In terms of foreign policy, Seoul's stances toward the United States, Japan, North Korea and China will remain the same regardless of the election outcome, though a PPP majority could help accelerate South Korea's defense industry exports. Yoon and his cabinet appointees have largely driven South Korea's foreign policies over the past two years, with modest success despite the PPP's legislative minority. Seoul has warmed trilateral military ties with Washington and Tokyo as part of Yoon's plans to counteract growing security threats in the Korean Peninsula and around Taiwan. Yoon's balancing act with China, meanwhile, has focused on curbing the economic and regional military threats posed by Beijing, without imposing ever-expanding economic restrictions on China (like those of the United States and Europe) that could capsize the bilateral relationship. When it comes to North Korea, Yoon has pursued a maximum deterrence strategy that has succeeded in raising discussions of Pyongyang's human rights abuses on the world stage, but it has also accelerated North Korea's pursuit of conventional weapons advancement and risks limited border skirmishes. These foreign policies will change little after the April 10 legislative elections, given the president's leading role over foreign policy in South Korea's political system. A PPP win, however, could enable Yoon to accelerate South Korea's growing arms export industry by easing the legal restrictions on the recipients, uses and terms of arms sales, which could empower South Korea to accelerate its own military buildout. Still, an arms industry and military buildout would not entail a rapid uptick in South Korean military entanglements abroad, as Seoul remains heavily focused on Korean Peninsula developments, even if the country is slowly trying to expand its role in countering threats from China

Yoon and DPK leader Lee face political irrelevance if their parties lose in April, with both the PPP and DPK likely to shift focus after the legislative election toward kitchen table issues important to younger voters, like housing, as the 2027 presidential race approaches. For Yoon, his first two years as president have already come at a steep political cost, with growing PPP skepticism about his leadership. Yoon has focused on preserving his role at the PPP's helm and has openly feuded (in the media) with party leaders whose policy views contradict his. Against this backdrop, the April election will heavily impact the future direction of the PPP, as a legislative win could give Yoon the institutional bandwidth to spearhead domestic economic policies that have so far been stonewalled by a DPK legislature, thus enabling him to cement his political legacy as a PPP elder long after he steps down from his constitutionally mandated, single-term presidency in 2027. But a legislative loss could highlight the pro- and anti-Yoon rifts in the PPP — exacerbated by Yoon's (partly structural) inability to address key economic issues critical to voters — which could, in turn, see Yoon become a lame-duck president, even within his own party, as the PPP rebrands itself in preparation for the next presidential race. The outcome of the legislative election may also prove pivotal for DPK leader Lee Jae-myung, whose image has been marred by corruption allegations, and whose strongman party leadership has nurtured anti-Lee factions within the DPK. A loss by the DPK in April could ruin Lee's presidential ambitions and similarly trigger a rebranding of the DPK. In both cases, the PPP and DPK would likely focus more on housing and other kitchen table issues important to younger voters, a key swing constituency in Seoul, as they turn their attention to the 2027 presidential election.
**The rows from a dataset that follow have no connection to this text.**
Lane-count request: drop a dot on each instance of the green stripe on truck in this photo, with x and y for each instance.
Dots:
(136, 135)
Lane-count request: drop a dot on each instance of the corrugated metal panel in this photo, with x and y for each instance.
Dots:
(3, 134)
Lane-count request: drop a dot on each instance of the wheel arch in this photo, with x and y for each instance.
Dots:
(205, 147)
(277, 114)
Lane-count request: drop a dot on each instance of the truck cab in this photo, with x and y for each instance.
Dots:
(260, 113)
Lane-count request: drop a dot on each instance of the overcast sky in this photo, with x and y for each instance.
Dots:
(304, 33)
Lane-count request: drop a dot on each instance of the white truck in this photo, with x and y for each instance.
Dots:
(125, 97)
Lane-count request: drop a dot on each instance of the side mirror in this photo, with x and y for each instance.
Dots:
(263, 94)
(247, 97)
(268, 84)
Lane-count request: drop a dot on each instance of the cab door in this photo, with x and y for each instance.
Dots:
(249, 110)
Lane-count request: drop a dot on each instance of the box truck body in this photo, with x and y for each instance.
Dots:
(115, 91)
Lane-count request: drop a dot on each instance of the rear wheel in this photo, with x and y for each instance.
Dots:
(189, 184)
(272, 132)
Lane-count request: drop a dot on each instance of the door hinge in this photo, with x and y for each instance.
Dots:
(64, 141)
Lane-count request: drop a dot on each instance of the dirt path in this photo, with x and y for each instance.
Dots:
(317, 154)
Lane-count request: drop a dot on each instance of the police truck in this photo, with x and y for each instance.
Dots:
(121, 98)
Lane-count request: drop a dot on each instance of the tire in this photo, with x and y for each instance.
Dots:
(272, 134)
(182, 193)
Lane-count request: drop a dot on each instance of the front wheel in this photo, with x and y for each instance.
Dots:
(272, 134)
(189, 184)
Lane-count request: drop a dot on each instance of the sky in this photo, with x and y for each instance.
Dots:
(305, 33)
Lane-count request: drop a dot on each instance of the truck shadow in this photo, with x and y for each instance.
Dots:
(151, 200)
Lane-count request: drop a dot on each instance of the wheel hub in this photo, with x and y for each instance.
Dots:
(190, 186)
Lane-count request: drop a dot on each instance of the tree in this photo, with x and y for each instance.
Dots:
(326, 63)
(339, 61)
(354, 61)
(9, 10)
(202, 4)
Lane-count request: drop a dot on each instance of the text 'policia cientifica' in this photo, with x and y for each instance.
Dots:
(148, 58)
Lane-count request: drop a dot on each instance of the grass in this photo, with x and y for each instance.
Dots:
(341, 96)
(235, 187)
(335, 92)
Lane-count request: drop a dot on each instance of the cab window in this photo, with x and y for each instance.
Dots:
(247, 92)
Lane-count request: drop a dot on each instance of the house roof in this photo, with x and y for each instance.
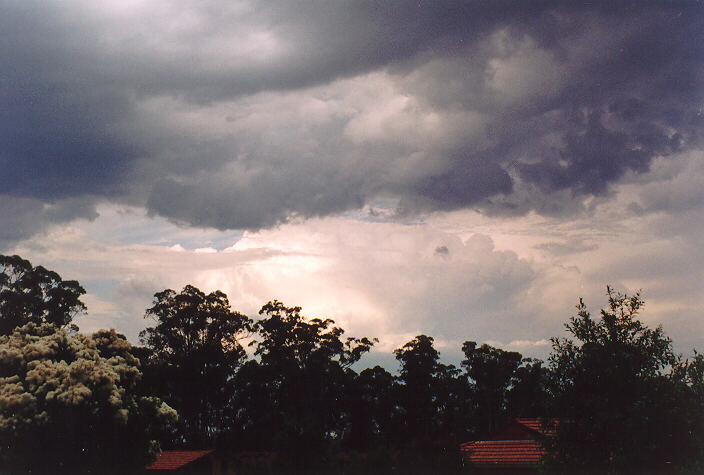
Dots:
(503, 452)
(173, 459)
(537, 425)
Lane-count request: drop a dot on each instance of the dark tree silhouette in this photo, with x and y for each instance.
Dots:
(35, 294)
(528, 395)
(492, 371)
(192, 356)
(298, 387)
(374, 414)
(431, 398)
(622, 394)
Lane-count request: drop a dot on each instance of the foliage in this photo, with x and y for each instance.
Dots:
(528, 394)
(434, 403)
(615, 391)
(299, 385)
(73, 399)
(35, 294)
(193, 353)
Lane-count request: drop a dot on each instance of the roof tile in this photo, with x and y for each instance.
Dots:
(173, 459)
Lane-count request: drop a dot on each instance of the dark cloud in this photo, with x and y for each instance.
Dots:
(244, 115)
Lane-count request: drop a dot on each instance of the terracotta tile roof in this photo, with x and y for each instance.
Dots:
(503, 452)
(537, 425)
(173, 459)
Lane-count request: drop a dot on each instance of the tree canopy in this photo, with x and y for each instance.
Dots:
(620, 390)
(192, 354)
(93, 403)
(73, 398)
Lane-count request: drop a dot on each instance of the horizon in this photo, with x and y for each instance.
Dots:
(465, 171)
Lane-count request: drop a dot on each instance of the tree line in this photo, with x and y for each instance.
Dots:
(624, 399)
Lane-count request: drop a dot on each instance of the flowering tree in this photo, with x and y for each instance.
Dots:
(73, 398)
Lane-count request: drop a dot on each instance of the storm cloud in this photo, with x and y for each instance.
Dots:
(244, 115)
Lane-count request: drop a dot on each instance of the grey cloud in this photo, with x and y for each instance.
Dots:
(571, 99)
(570, 246)
(23, 217)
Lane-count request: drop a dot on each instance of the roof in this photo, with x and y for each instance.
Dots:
(503, 452)
(173, 459)
(539, 426)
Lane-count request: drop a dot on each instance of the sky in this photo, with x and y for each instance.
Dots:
(466, 170)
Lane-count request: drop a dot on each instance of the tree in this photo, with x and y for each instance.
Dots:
(68, 403)
(528, 395)
(35, 294)
(371, 402)
(193, 354)
(492, 370)
(431, 398)
(292, 399)
(616, 390)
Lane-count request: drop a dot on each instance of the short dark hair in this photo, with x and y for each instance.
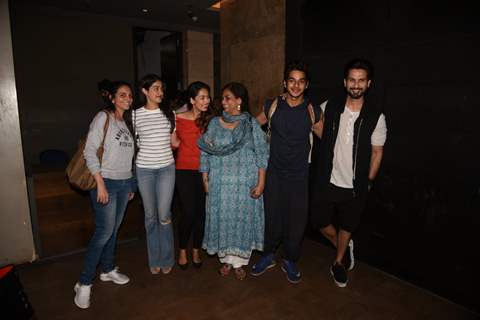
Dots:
(296, 65)
(239, 91)
(359, 63)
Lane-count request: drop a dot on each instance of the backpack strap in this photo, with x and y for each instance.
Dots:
(105, 127)
(270, 113)
(311, 112)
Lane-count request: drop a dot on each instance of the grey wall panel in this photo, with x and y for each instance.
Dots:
(16, 240)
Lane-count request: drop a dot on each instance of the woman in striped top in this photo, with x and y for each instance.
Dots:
(188, 181)
(155, 168)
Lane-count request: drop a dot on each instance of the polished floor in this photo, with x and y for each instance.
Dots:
(204, 294)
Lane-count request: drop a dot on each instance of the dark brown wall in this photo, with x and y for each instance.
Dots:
(252, 46)
(423, 212)
(59, 58)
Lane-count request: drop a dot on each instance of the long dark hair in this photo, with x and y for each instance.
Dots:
(239, 91)
(205, 116)
(145, 83)
(112, 90)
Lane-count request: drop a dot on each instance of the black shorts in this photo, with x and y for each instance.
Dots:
(332, 200)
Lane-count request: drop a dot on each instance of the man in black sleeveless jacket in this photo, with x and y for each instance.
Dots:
(292, 118)
(348, 160)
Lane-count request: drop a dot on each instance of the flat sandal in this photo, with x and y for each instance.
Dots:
(240, 273)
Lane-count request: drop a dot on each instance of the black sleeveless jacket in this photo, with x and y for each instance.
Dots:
(362, 146)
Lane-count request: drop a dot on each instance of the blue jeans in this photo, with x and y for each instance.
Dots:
(156, 188)
(108, 218)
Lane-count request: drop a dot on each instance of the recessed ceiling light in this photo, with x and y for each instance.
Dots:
(217, 5)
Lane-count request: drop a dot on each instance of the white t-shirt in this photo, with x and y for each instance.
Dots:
(342, 171)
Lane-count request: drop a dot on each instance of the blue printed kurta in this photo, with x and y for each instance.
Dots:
(234, 223)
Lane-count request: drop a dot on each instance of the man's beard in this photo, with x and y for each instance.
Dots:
(356, 94)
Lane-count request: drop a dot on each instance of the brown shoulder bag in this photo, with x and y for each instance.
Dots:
(77, 171)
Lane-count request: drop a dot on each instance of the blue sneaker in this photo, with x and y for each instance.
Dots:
(290, 268)
(266, 262)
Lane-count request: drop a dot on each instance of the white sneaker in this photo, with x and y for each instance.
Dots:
(115, 276)
(82, 295)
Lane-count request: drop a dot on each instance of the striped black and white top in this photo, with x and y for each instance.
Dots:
(153, 131)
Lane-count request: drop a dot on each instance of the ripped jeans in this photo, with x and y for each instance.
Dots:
(156, 188)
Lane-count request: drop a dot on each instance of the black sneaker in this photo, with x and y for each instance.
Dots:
(339, 275)
(348, 258)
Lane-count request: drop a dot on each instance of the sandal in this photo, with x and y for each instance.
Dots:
(240, 273)
(225, 270)
(166, 270)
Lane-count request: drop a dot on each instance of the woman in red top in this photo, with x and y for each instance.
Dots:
(188, 181)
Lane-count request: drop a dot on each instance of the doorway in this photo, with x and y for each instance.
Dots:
(159, 52)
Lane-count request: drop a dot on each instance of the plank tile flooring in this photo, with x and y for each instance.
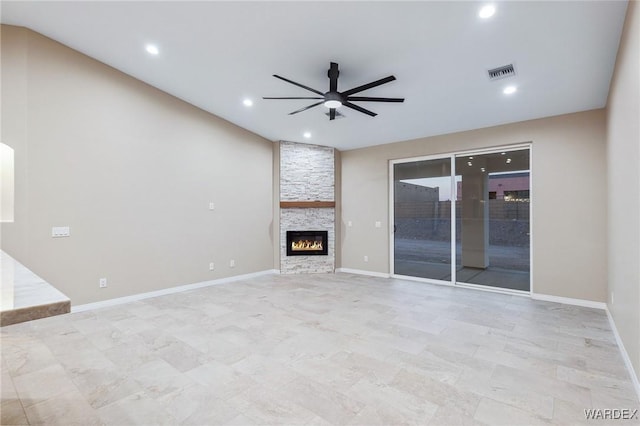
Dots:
(316, 350)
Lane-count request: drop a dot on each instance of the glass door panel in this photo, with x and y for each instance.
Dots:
(422, 196)
(492, 219)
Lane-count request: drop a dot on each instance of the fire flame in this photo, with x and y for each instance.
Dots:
(306, 245)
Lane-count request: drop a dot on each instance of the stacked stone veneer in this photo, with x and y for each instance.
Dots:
(307, 173)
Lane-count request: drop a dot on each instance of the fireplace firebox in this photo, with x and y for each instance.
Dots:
(307, 243)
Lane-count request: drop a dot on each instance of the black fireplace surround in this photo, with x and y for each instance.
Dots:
(307, 243)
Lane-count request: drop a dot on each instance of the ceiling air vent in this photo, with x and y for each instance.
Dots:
(501, 72)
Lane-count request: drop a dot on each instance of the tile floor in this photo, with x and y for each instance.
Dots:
(316, 350)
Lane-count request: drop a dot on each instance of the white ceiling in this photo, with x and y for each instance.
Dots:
(215, 54)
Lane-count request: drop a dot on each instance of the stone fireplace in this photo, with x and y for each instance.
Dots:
(307, 243)
(307, 208)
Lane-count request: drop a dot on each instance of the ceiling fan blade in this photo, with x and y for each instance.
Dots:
(299, 85)
(360, 109)
(369, 85)
(305, 108)
(333, 77)
(292, 97)
(369, 99)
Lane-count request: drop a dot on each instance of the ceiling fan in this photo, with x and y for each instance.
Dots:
(334, 99)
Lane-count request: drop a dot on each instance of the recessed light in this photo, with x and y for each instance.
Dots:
(487, 11)
(152, 49)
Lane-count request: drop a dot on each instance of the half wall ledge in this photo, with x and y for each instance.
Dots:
(306, 204)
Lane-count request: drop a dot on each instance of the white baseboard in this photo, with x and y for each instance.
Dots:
(170, 290)
(625, 355)
(569, 301)
(362, 272)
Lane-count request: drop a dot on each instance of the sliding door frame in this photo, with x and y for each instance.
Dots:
(454, 196)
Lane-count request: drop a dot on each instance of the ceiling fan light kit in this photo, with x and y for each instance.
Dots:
(334, 99)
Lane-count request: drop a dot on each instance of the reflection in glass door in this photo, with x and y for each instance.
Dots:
(491, 225)
(492, 219)
(422, 218)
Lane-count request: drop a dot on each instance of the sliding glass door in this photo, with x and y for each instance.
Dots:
(422, 194)
(463, 219)
(493, 200)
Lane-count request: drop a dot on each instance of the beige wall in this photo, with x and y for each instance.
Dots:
(568, 190)
(623, 153)
(132, 171)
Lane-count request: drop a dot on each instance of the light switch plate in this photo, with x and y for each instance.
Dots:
(60, 231)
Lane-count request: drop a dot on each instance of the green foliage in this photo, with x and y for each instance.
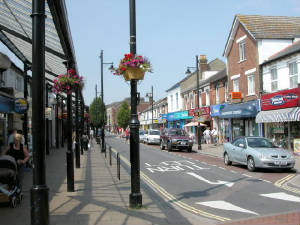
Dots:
(96, 112)
(123, 116)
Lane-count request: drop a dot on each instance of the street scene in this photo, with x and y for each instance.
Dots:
(133, 112)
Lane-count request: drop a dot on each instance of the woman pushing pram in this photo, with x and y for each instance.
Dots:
(12, 163)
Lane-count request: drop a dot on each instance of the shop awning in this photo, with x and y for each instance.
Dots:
(279, 115)
(194, 124)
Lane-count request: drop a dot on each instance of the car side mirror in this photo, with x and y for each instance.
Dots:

  • During his 2022 presidential election campaign, Yoon ignored the campaign staffing preferences of then-PPP leader and political wunderkind Lee Jun-seok, despite Lee's indispensability to Yoon's youth vote appeal. Lee eventually went on to co-found the PPP splinter party NRP. Similarly, Yoon butted heads with current interim PPP leader Han Dong-hoon in December, just days after Han took office, over his failure to corroborate Yoon's off-hand dismissal of corruption allegations against his wife.